これにより、燃料を噴射および噴射停止する燃料噴射装置1の場合において、油圧制御室8、16c内の背圧を増減させることで、その背圧を介して噴孔12bを開閉するノズルニードル20を駆動する流体制御弁に用いることで、安価な流体制御弁を有する燃料噴射弁2を提供することが可能である。
(7)以上説明した本実施形態では、弁部材41、241を支持するガイド部としてのガイド孔16gの開口端と、オリフィス部材16の端面161とは面一であるとした。

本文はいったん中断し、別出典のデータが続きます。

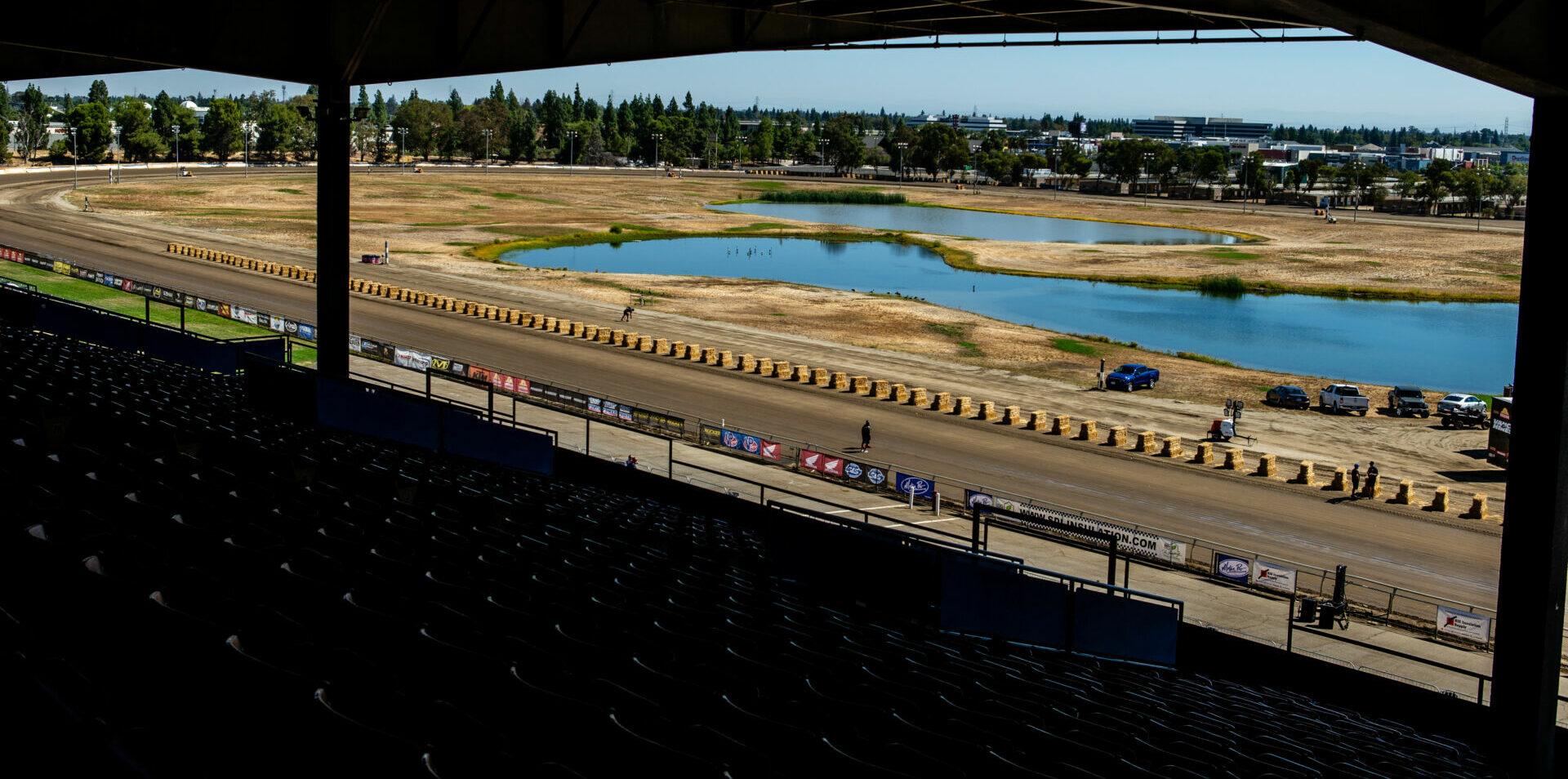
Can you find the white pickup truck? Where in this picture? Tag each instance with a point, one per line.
(1343, 398)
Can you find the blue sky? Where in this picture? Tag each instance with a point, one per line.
(1327, 83)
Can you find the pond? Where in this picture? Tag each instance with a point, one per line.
(979, 225)
(1438, 345)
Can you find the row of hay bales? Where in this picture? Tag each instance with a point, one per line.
(289, 272)
(1169, 447)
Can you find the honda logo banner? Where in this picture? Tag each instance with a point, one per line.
(1232, 568)
(1465, 624)
(1278, 579)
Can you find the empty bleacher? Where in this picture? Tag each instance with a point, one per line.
(198, 586)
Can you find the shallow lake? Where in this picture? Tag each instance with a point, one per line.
(1438, 345)
(978, 225)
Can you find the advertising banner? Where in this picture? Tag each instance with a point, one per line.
(1465, 624)
(1232, 568)
(811, 460)
(921, 487)
(1128, 540)
(1278, 579)
(862, 470)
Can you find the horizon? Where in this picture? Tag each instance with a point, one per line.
(1332, 85)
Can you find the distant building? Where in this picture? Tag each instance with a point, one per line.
(1186, 127)
(960, 122)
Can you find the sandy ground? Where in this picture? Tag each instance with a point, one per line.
(431, 220)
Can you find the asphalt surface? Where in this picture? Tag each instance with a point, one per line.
(1254, 514)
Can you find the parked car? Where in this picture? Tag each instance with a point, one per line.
(1288, 397)
(1343, 398)
(1462, 411)
(1131, 375)
(1409, 402)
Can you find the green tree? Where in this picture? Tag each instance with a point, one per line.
(99, 93)
(276, 127)
(844, 145)
(138, 140)
(93, 131)
(32, 122)
(221, 129)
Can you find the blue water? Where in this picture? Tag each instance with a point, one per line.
(1450, 347)
(979, 225)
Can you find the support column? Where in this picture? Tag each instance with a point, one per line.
(1535, 527)
(332, 229)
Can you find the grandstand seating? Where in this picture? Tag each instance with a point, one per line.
(198, 586)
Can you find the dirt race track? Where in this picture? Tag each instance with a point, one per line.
(1437, 554)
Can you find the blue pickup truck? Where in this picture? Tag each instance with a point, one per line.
(1131, 375)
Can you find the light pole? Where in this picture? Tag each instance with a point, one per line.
(1148, 162)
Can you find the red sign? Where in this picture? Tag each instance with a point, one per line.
(811, 460)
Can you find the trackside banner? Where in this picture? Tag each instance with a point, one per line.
(1278, 579)
(1465, 624)
(1128, 540)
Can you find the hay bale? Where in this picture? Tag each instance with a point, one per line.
(1477, 506)
(1205, 455)
(1266, 466)
(1372, 487)
(1407, 492)
(1305, 475)
(1235, 460)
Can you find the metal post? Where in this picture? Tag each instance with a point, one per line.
(332, 216)
(1534, 557)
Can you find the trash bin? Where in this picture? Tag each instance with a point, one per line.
(1327, 613)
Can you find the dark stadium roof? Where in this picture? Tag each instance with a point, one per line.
(359, 41)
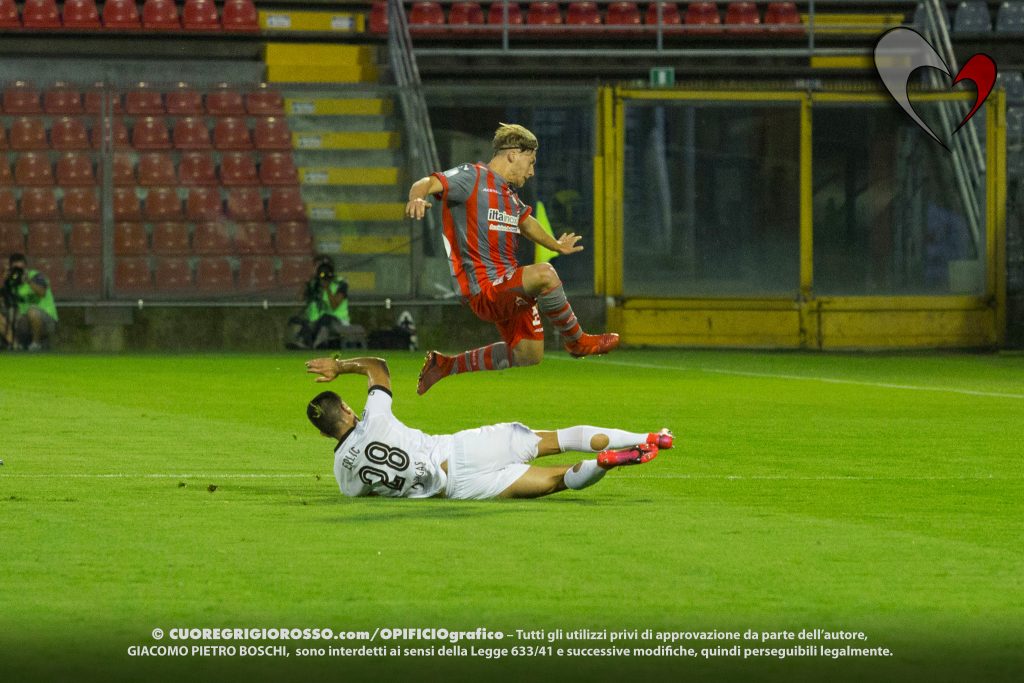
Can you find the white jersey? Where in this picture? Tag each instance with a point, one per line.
(382, 457)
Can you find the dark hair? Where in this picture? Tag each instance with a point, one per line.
(325, 412)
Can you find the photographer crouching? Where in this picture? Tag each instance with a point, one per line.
(30, 316)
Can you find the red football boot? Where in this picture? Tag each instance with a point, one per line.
(593, 345)
(435, 368)
(637, 455)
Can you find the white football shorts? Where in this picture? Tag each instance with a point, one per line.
(487, 460)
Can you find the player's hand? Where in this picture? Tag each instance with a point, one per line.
(567, 243)
(417, 208)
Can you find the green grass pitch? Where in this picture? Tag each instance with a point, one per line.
(878, 494)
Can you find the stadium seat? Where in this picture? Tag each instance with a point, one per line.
(162, 204)
(39, 204)
(156, 169)
(86, 239)
(126, 205)
(172, 274)
(271, 133)
(132, 275)
(150, 132)
(278, 168)
(75, 170)
(20, 97)
(213, 273)
(161, 15)
(33, 170)
(238, 168)
(204, 205)
(253, 239)
(246, 204)
(80, 204)
(286, 205)
(212, 239)
(45, 240)
(196, 168)
(256, 273)
(68, 134)
(264, 102)
(240, 16)
(170, 239)
(200, 15)
(225, 101)
(192, 133)
(184, 101)
(121, 14)
(61, 98)
(81, 14)
(130, 240)
(28, 133)
(40, 14)
(143, 100)
(294, 238)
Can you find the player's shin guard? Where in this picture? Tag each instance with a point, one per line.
(584, 474)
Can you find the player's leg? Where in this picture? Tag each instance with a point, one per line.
(541, 282)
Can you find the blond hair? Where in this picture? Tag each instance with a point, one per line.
(513, 136)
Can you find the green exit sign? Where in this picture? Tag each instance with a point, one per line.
(663, 77)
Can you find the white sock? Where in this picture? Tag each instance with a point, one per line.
(584, 474)
(579, 438)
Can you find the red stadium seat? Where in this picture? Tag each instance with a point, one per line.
(240, 16)
(204, 205)
(121, 14)
(68, 133)
(156, 169)
(264, 102)
(196, 168)
(81, 204)
(163, 204)
(129, 240)
(81, 14)
(278, 169)
(286, 205)
(39, 204)
(126, 205)
(192, 133)
(246, 204)
(143, 100)
(20, 97)
(170, 239)
(172, 274)
(33, 169)
(28, 133)
(230, 133)
(212, 239)
(200, 15)
(86, 239)
(256, 273)
(40, 14)
(225, 101)
(45, 240)
(75, 170)
(294, 238)
(238, 168)
(151, 133)
(253, 239)
(61, 98)
(271, 133)
(184, 101)
(161, 15)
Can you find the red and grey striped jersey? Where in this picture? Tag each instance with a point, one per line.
(481, 215)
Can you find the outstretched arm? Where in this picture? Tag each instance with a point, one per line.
(375, 370)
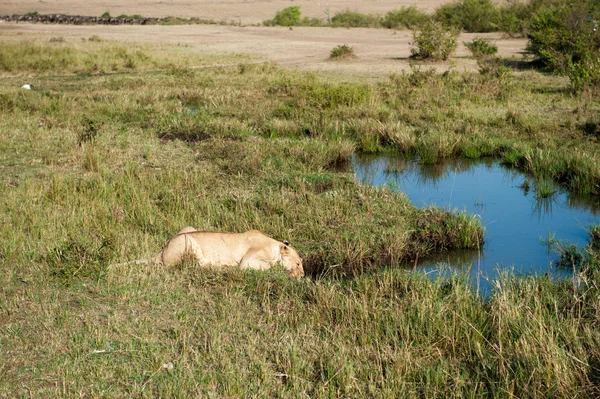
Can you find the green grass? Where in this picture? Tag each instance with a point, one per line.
(102, 168)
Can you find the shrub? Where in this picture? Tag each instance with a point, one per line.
(341, 51)
(566, 39)
(349, 19)
(470, 15)
(434, 41)
(405, 17)
(481, 47)
(289, 16)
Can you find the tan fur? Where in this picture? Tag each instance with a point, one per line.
(250, 250)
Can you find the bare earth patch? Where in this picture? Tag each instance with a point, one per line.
(379, 51)
(243, 11)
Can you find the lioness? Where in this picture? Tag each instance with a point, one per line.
(250, 250)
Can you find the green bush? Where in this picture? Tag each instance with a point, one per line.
(349, 19)
(341, 51)
(469, 15)
(289, 16)
(566, 39)
(434, 41)
(481, 47)
(405, 17)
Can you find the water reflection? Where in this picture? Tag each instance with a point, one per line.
(514, 215)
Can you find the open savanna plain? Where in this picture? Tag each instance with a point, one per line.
(120, 144)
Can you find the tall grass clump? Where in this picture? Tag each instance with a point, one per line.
(433, 41)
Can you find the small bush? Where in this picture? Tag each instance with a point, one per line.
(481, 47)
(289, 16)
(470, 15)
(434, 42)
(78, 257)
(135, 16)
(341, 51)
(405, 17)
(349, 19)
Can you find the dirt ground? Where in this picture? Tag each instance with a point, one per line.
(379, 51)
(244, 11)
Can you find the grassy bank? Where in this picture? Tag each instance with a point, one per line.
(103, 167)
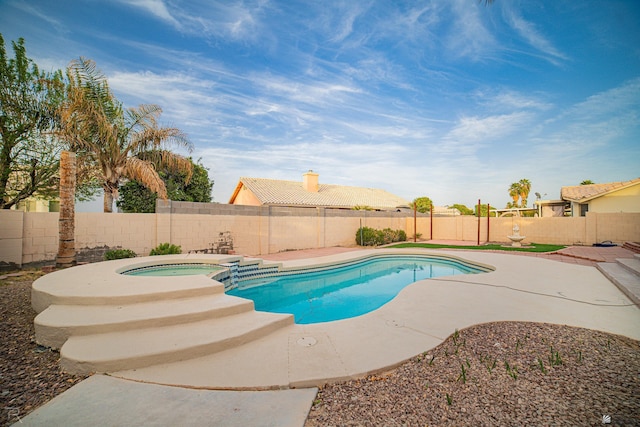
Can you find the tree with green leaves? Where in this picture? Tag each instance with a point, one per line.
(421, 204)
(29, 154)
(464, 210)
(114, 142)
(525, 188)
(136, 198)
(519, 192)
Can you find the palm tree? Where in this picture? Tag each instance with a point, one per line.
(525, 188)
(66, 224)
(112, 140)
(514, 192)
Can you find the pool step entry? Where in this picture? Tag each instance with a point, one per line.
(116, 351)
(245, 270)
(59, 322)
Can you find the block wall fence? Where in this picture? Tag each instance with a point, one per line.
(31, 238)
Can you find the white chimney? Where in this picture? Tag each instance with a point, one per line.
(310, 181)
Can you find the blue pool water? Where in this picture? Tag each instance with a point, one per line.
(344, 292)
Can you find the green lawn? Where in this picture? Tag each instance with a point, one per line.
(533, 247)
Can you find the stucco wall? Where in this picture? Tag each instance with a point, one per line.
(627, 200)
(30, 237)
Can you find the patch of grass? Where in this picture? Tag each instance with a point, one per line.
(533, 247)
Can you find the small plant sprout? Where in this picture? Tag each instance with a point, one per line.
(463, 374)
(490, 363)
(541, 365)
(555, 358)
(511, 370)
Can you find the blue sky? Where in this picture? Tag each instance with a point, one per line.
(451, 99)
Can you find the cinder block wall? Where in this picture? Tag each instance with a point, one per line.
(32, 237)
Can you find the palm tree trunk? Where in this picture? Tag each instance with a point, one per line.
(108, 197)
(66, 226)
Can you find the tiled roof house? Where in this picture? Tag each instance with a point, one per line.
(621, 196)
(309, 192)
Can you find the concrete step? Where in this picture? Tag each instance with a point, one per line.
(118, 351)
(632, 246)
(631, 264)
(59, 322)
(116, 289)
(625, 280)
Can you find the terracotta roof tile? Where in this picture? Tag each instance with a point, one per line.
(582, 193)
(292, 193)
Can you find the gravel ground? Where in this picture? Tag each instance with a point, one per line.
(506, 373)
(502, 374)
(29, 374)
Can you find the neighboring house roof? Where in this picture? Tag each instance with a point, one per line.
(585, 193)
(292, 193)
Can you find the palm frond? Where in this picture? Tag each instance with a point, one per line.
(145, 173)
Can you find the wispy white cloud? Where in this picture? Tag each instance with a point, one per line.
(36, 12)
(469, 37)
(508, 100)
(534, 37)
(615, 100)
(157, 8)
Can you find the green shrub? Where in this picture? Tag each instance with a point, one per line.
(119, 254)
(367, 236)
(166, 249)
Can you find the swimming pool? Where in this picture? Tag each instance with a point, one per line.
(350, 290)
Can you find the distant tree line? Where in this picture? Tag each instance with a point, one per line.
(42, 114)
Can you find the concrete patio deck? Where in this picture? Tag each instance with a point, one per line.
(419, 318)
(530, 288)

なお、ガイド部とオリフィス部材16の端面161は面一である場合に限らず、ガイド部がオリフィス部材16の端面より突出しているものであってもよく、ガイド部が弁座よりも突出すると共に、弁部材の側面をガイトするように設けたものであればいずれの構造であってもよい。
(8)以上説明した第4、第5の実施形態では、略球状の弁部材を、球面部41aと平面部41bを有する弁部材41として説明したが、これに限らず、球体に形成された弁部材であってもよい。
(9)以上説明した第4、第5の実施形態では、第2オリフィス部材315、415の第1段差部315gを凸状とし、オリフィス部材本体316の第2段差部316gを、凸状の第1段差部315gに係合可能な凹状に形成するものとした。第2オリフィス部材の第1段差部と、オリフィス部材本体の第2段差部は、これに限らず、第2オリフィス部材およびオリフィス部材本体のうちの一方は凸状の段差部を有し、他方は凸状の段差部に係合可能な凹状の段差部を有するものであればよい。